Mitigation Strategies:

  1. Scale consumers horizontally: Add more subscriber instances. In Kafka, add more consumers to the consumer group (up to the number of partitions).
  2. Increase batch size: Pull-based consumers can fetch larger batches to amortize overhead.
  3. Apply flow control: Some brokers (Google Pub/Sub) allow subscribers to configure a maximum number of outstanding (unacknowledged) messages.
  4. Set retention limits: Configure the broker to drop messages older than a threshold (e.g., 7 days) to prevent unbounded disk growth.

Dead Letter Topics (DLT)

When a message repeatedly fails processing (e.g., malformed data), it should be moved to a Dead Letter Topic after a configured number of retries.
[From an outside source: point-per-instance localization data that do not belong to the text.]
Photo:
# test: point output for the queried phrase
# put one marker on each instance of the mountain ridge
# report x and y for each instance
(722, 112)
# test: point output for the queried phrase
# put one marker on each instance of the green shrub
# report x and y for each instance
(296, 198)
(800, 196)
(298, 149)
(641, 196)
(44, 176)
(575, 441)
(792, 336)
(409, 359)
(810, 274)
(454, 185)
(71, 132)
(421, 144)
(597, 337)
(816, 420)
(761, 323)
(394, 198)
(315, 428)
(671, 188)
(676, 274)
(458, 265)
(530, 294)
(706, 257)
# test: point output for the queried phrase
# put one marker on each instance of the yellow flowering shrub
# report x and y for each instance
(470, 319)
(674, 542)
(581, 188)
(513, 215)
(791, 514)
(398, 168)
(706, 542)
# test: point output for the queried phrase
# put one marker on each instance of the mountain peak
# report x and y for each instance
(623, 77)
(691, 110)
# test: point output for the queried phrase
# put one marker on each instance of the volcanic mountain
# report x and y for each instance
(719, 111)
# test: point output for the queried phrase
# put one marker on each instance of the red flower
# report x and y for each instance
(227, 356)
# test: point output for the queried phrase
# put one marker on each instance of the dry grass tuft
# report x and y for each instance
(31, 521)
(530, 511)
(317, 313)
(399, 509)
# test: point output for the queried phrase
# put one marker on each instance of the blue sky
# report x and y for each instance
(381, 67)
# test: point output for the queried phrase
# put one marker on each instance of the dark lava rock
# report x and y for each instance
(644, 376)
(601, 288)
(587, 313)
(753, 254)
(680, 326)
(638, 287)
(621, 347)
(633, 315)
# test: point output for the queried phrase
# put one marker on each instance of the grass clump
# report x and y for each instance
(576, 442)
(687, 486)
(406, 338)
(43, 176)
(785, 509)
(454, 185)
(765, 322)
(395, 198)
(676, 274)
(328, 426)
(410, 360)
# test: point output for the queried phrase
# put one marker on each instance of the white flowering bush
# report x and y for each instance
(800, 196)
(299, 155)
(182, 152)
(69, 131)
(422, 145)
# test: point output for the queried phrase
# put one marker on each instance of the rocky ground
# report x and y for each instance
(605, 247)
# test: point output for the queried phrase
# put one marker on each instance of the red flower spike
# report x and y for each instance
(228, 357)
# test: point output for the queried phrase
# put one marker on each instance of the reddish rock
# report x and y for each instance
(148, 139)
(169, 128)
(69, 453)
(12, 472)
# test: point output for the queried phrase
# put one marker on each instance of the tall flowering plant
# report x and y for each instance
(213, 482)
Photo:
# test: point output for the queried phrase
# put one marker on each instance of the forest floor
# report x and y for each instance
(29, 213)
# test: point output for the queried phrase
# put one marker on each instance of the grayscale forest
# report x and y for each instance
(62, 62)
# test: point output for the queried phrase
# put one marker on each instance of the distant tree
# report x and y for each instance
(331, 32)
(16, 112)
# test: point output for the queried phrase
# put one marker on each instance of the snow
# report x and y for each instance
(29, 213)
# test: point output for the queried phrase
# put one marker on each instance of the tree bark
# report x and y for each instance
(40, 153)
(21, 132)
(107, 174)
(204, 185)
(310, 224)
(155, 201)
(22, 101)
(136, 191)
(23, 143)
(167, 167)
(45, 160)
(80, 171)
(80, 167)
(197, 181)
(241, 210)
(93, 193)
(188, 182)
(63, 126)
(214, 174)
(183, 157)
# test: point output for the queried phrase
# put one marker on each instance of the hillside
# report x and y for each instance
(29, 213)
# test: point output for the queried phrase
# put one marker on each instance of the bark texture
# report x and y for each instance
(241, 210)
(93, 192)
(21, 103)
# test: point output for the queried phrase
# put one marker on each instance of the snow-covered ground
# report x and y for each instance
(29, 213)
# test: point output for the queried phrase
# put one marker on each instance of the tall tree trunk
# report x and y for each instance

This prevents a single bad message from blocking the entire subscription.


5. Pub/Sub Platform Comparison

FeatureApache KafkaGoogle Cloud Pub/SubAWS SNS + SQSRabbitMQ
ModelLog-based streamingManaged pub/subPush notification + queueTraditional message broker
DeliveryPullPush or PullPush (SNS) + Pull (SQS)Push
OrderingPer partitionPer ordering keyFIFO mode onlyPer queue
RetentionConfigurable (days/weeks)31 days max14 days (SQS)Until consumed
ReplayYes (reset offset)Yes (seek to timestamp)No (once consumed, deleted)No
ThroughputMillions msg/secMillions msg/secHundreds of thousandsTens of thousands
Best ForEvent streaming, data pipelinesCloud-native event-driven appsAWS-native pub/subComplex routing, low latency

[!TIP] In a system design interview, use Kafka when you need event replay, high throughput, or stream processing. Use managed pub/sub (Google Pub/Sub or SNS+SQS) when you want serverless simplicity without managing broker infrastructure.


6. Common Pub/Sub Patterns

Event Notification

The publisher emits a lightweight event (e.g., { "event": "OrderCreated", "orderId": "123" }). Subscribers receive the notification and fetch full details from the source service via API if needed.

  • Pros: Small message payloads. Publisher doesn't need to include all data.
  • Cons: Subscribers make additional network calls to fetch details.

Event-Carried State Transfer

The publisher includes the full state of the entity in the event (e.g., the complete order object with items, prices, shipping address). Subscribers don't need to call back to the source.

  • Pros: Subscribers are fully self-contained. No additional API calls.
  • Cons: Larger messages. Risk of data staleness if the entity changes between publish and consume.

Event Sourcing with Pub/Sub

Combine event sourcing (storing every state change as an event) with pub/sub to broadcast domain events to other services. The event store becomes the source of truth, and pub/sub distributes events to projections, read models, and downstream services.